Il creatore di OpenClaw attacca la comunità crypto
Ieri, Steigenberger ha pubblicato un messaggio su X dicendo "don't waste time with crypto" ("non perdere tempo con le crypto") in risposta a un utente che gli aveva chiesto quale fosse il miglior consiglio per qualcuno sui vent’anni.
Non è stata la prima volta che il creatore di OpenClaw ha attaccato le criptovalute.
Il 21 febbraio, un utente di X ha rivelato di essere stato bannato dal canale Discord della piattaforma per aver detto "Bitcoin", chiedendo a Steigenberger di sbloccarlo.
Il responsabile della piattaforma di intelligenza artificiale ha risposto che esistono regole molto rigide sul server, che l’utente aveva accettato al momento dell’ingresso, e che "nessuna menzione di crypto" è una di queste.
Il 4 febbraio, ha criticato il settore, sottolineando di non supportare le criptovalute e condividendo un messaggio pieno d’odio da parte di un utente, secondo cui più investitori avrebbero perso crypto perché lui aveva cambiato nome.
Steigenberger ha detto di aver ricevuto molti messaggi ancora peggiori rispetto a quello condiviso su X.
D’altra parte, il creatore di OpenClaw è entrato in OpenAI il 14 febbraio. L’amministratore delegato dell’azienda, Sam Altman, è co-fondatore di Worldcoin, un progetto che mira a creare un’identità digitale focalizzata sulla privacy, utilizzando la tecnologia Orb.
Steigenberger attacca le criptovalute mentre lavora in un’azienda il cui CEO ha creato un progetto crypto.
Dovremmo stare lontani dalle crypto?
La risposta a questa domanda è semplice: ognuno ha il diritto di scegliere se avvicinarsi o meno al mondo delle criptovalute, se supportare o meno il settore, soprattutto dopo aver condotto ricerche sufficienti per comprenderlo pienamente e prendere una decisione informata.
Tuttavia, attaccare un’intera industria basandosi su alcuni commenti aggressivi non è giusto. In ogni settore o gruppo esistono persone ostili, ma esse non rappresentano l’intero panorama.

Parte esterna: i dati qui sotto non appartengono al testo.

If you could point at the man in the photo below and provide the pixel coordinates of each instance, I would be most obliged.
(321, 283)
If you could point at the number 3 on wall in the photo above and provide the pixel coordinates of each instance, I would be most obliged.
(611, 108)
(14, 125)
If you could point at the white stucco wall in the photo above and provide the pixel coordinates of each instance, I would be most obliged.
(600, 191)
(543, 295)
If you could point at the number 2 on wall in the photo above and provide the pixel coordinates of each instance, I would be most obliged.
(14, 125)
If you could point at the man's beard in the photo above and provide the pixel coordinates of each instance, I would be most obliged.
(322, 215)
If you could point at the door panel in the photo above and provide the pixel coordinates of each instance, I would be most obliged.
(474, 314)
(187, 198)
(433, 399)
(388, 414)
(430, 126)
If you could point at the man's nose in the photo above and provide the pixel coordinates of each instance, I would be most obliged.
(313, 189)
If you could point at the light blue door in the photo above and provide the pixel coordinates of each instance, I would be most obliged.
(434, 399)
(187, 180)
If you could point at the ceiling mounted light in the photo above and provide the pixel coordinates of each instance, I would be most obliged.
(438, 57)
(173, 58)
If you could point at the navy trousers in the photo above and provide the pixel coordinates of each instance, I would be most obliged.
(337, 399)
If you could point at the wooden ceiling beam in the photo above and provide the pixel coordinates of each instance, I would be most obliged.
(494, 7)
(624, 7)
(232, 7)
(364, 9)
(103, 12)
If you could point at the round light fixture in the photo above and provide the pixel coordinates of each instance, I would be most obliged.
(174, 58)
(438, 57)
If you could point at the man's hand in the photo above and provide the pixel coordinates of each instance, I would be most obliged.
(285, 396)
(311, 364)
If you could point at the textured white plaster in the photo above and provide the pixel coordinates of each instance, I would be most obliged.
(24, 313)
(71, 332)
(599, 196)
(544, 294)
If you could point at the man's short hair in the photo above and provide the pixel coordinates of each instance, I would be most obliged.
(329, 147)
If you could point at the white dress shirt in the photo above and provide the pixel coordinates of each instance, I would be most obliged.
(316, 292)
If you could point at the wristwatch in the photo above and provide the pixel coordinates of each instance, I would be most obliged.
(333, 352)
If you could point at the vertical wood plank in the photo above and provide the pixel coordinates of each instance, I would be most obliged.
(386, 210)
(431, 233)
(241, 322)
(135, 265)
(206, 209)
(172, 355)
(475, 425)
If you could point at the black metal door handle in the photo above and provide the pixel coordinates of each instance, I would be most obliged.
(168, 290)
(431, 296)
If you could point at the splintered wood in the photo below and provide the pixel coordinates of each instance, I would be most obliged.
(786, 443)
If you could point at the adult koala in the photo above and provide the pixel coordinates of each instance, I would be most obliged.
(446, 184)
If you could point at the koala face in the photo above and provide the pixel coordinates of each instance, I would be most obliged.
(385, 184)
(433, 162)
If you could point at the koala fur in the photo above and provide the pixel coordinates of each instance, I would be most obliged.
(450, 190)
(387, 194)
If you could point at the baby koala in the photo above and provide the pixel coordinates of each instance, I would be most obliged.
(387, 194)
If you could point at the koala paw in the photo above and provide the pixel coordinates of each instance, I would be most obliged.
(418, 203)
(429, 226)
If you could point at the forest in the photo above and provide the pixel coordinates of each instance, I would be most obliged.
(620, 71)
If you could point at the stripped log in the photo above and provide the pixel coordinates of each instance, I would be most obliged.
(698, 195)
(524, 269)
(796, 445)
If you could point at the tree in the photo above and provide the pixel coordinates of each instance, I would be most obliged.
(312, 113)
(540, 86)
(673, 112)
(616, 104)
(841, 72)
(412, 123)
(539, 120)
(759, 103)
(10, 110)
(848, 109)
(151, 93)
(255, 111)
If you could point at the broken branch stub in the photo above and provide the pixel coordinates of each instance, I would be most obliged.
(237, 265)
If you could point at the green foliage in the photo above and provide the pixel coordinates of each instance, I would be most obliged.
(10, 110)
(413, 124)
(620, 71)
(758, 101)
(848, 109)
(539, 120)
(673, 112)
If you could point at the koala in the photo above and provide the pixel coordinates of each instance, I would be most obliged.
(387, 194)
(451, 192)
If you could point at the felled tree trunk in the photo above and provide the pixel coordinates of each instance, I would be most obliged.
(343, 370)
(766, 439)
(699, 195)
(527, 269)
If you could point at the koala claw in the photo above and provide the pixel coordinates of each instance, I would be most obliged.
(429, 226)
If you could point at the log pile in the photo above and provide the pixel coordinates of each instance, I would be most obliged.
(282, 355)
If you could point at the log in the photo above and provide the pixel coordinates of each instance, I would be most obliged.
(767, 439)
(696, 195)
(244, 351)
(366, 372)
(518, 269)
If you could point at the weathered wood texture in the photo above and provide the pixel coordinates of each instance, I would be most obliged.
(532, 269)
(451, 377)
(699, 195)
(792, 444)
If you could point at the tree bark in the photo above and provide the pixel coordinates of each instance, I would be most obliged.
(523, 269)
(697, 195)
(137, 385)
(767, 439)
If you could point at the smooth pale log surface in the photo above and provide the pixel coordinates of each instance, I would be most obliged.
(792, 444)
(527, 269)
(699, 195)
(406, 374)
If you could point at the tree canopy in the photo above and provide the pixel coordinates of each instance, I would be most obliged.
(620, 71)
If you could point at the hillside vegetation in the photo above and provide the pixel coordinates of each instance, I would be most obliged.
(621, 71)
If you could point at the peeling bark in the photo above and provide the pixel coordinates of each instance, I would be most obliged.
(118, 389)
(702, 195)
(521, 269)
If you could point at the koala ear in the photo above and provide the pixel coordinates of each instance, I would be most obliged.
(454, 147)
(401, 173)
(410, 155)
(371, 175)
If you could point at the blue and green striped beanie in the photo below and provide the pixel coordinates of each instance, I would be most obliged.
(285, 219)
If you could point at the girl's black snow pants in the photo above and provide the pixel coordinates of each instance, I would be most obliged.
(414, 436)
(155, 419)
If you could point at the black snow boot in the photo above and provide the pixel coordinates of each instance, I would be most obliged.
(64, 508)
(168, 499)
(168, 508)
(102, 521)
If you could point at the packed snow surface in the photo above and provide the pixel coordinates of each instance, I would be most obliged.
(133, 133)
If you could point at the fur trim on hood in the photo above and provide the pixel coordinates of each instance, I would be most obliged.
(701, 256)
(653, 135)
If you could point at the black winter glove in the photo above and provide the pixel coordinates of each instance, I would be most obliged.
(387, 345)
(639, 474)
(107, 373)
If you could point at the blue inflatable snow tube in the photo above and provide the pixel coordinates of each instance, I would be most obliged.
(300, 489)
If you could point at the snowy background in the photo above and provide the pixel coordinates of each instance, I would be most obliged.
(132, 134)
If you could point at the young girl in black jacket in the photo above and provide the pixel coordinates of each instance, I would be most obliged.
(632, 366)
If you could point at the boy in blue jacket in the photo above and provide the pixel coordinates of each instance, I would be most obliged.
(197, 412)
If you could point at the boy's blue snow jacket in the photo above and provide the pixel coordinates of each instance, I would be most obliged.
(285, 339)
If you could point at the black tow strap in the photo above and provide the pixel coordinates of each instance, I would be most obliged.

L’industria crypto non fa eccezione, e al suo interno ci sono molte persone disoneste, proprio come in qualsiasi altro gruppo. Ma non dovremmo giudicare l’intera comunità in base a pochi cattivi esempi.
Non dovremmo censurare ciò che non ci piace o con cui non siamo d’accordo (purché tali questioni non vadano contro il benessere dell’umanità, in particolare dei bambini); dovremmo invece educare le persone ad essere aperte ad altre opinioni, accettandole o discutendole senza odio.
Le opinioni diverse non rovinano il mondo; lo fanno l’odio, la violenza e la guerra.
Anche il mondo delle criptovalute è pieno di persone che credono in qualcosa e lavorano duramente per portare avanti progetti che apportano benefici.
Bitcoin e le crypto hanno dimostrato una grande resilienza nel tempo
Le criptovalute, e in particolare Bitcoin, hanno dimostrato un’incredibile resilienza nel tempo, nonostante tutto il FUD che ha colpito il settore negli anni.
Non solo i progetti crypto sono stati attaccati nel tempo, ma anche il nome dell’anonimo creatore di Bitcoin è stato diffamato nel corso degli anni. Questo è uno dei principali motivi per cui è positivo che Satoshi Nakamoto abbia mantenuto l’anonimato.
Anche le grandi piattaforme crypto sono state spesso al centro di numerosi attacchi. Binance probabilmente ne è il miglior esempio, nonostante tutto ciò che ha fatto per l’industria.
Eppure, tra odio e critiche, i suoi fondatori, membri e sostenitori hanno continuato a costruire progetti utili per il mondo, senza mai abbandonare i loro principi e obiettivi fondamentali.
Bitcoin stesso è riuscito a sopravvivere negli anni, offrendo alle persone speranza, libertà e insegnando al mondo innumerevoli lezioni che vanno oltre la ricchezza materiale.
Questo è uno dei tanti motivi per cui Bitcoin ha guadagnato un enorme interesse nel tempo, non solo da parte delle grandi istituzioni, come il FMI e i giganti bancari, ma anche da parte degli investitori al dettaglio.